CN108933281B - Flexible ceramic/polymer composite solid electrolyte and preparation method thereof - Google Patents

Abstract

The invention relates to a flexible ceramic/polymer composite solid electrolyte and a preparation method thereof, wherein monomers of methyl methacrylate, lithium salt, lithium-containing garnet powder and an initiator are mixedAfter standing for a while, the supernatant was aspirated off, and in-situ polymerization was carried out in a closed container at room temperature in an atmosphere to obtain a polymer having a thickness of 50 μm and a lithium ion conductivity of 5 × 10 at room temperature^‑4S/cm of composite solid electrolyte. Compared with the prior art, the electrolyte prepared by the invention has the advantages of flexibility, smooth surface, high chemical stability, high lithium ion conductivity, stability to metal lithium and the like.

Description

Flexible ceramic/polymer composite solid electrolyte and preparation method thereof

Technical Field

The invention relates to the technical field of lithium batteries, in particular to a flexible ceramic/polymer composite solid electrolyte and a preparation method thereof.

Background

Since birth, the energy density of the lithium ion battery is increased by nearly 2 times, and the lithium ion battery has been widely applied to the production and life of people, so how to further improve the energy density, the capacity density and the safety of the battery is currently the key point of research of the lithium ion battery and is also a hotspot of the energy industry in recent years. The traditional lithium ion battery adopts organic liquid electrolyte, so that the problems of strong side reaction between an electrode and the electrolyte, narrow applicable temperature range, flammable and explosive potential safety hazards and the like can be caused. With respect to these problems, the urgent need for a battery with high safety, high specific capacity and long service life in the future has promoted the development of all-solid-state lithium batteries. The solid electrolyte is used for replacing liquid electrolyte, and the method is an effective way for improving the safety of the lithium ion battery.
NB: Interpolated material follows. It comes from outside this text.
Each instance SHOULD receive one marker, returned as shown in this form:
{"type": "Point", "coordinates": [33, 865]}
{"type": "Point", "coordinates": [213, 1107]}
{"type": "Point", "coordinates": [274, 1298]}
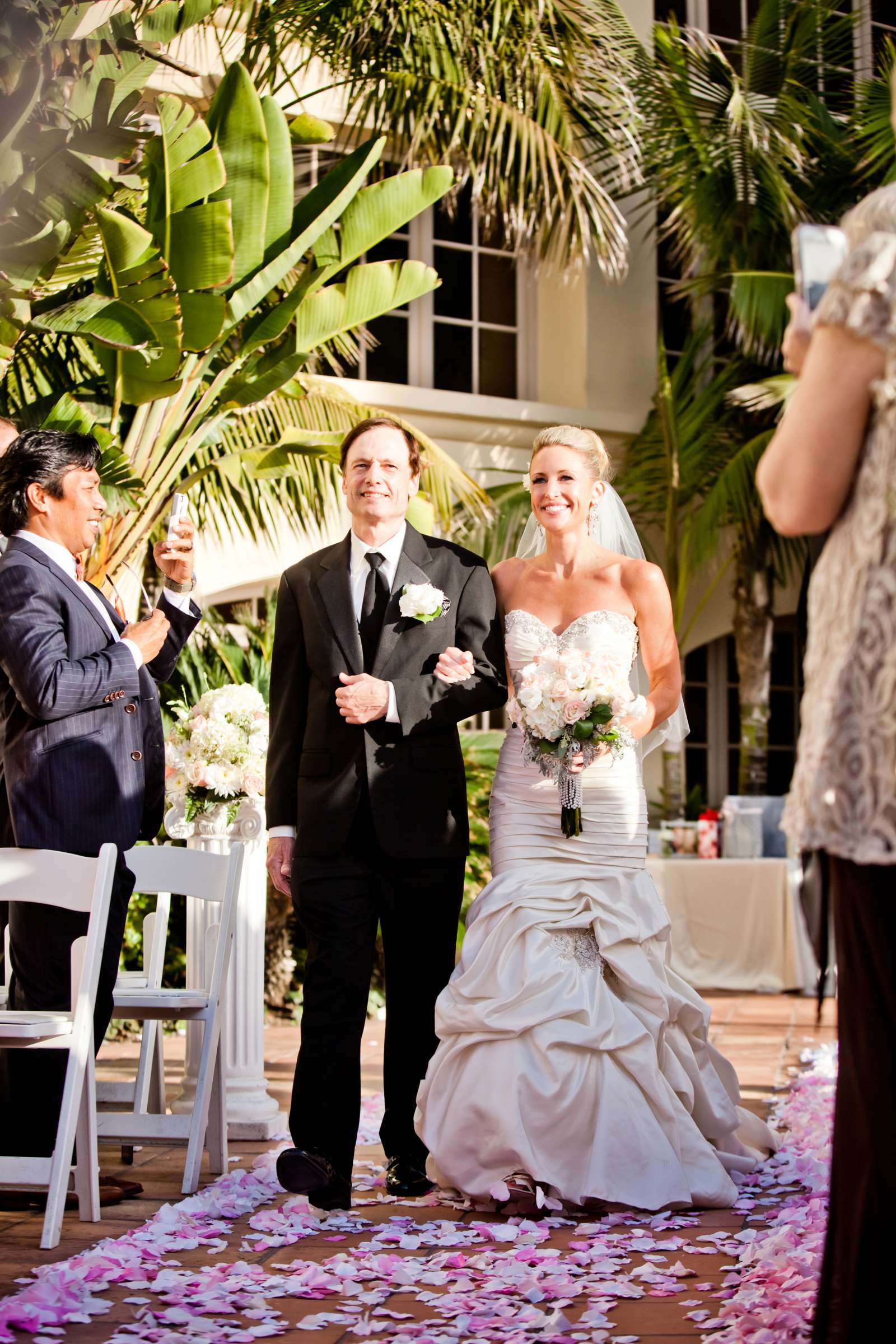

The solid electrolyte includes inorganic solid electrolytes and polymer electrolytes, the former of which includes oxide systems and sulfide systems. As a high-performance solid electrolyte, the following requirements should be satisfied: 1. wide electrochemical window and capacity of being charged and dischargedThe lithium ion battery can be suitable for a high-voltage lithium battery material system because the lithium ion battery does not react with positive and negative electrode materials in the process; 2. the lithium ion conductivity is high, and is still generally at least 10 for solid electrolyte systems^-4S/cm, the application requirement can be met; 3. the chemical stability is good, the contact with metal lithium is stable, and the stable structure of the surface can be maintained; 4. the mechanical property is good, the processing is suitable, the flexibility is strong, and the interface resistance in contact with the anode and the cathode can be smaller.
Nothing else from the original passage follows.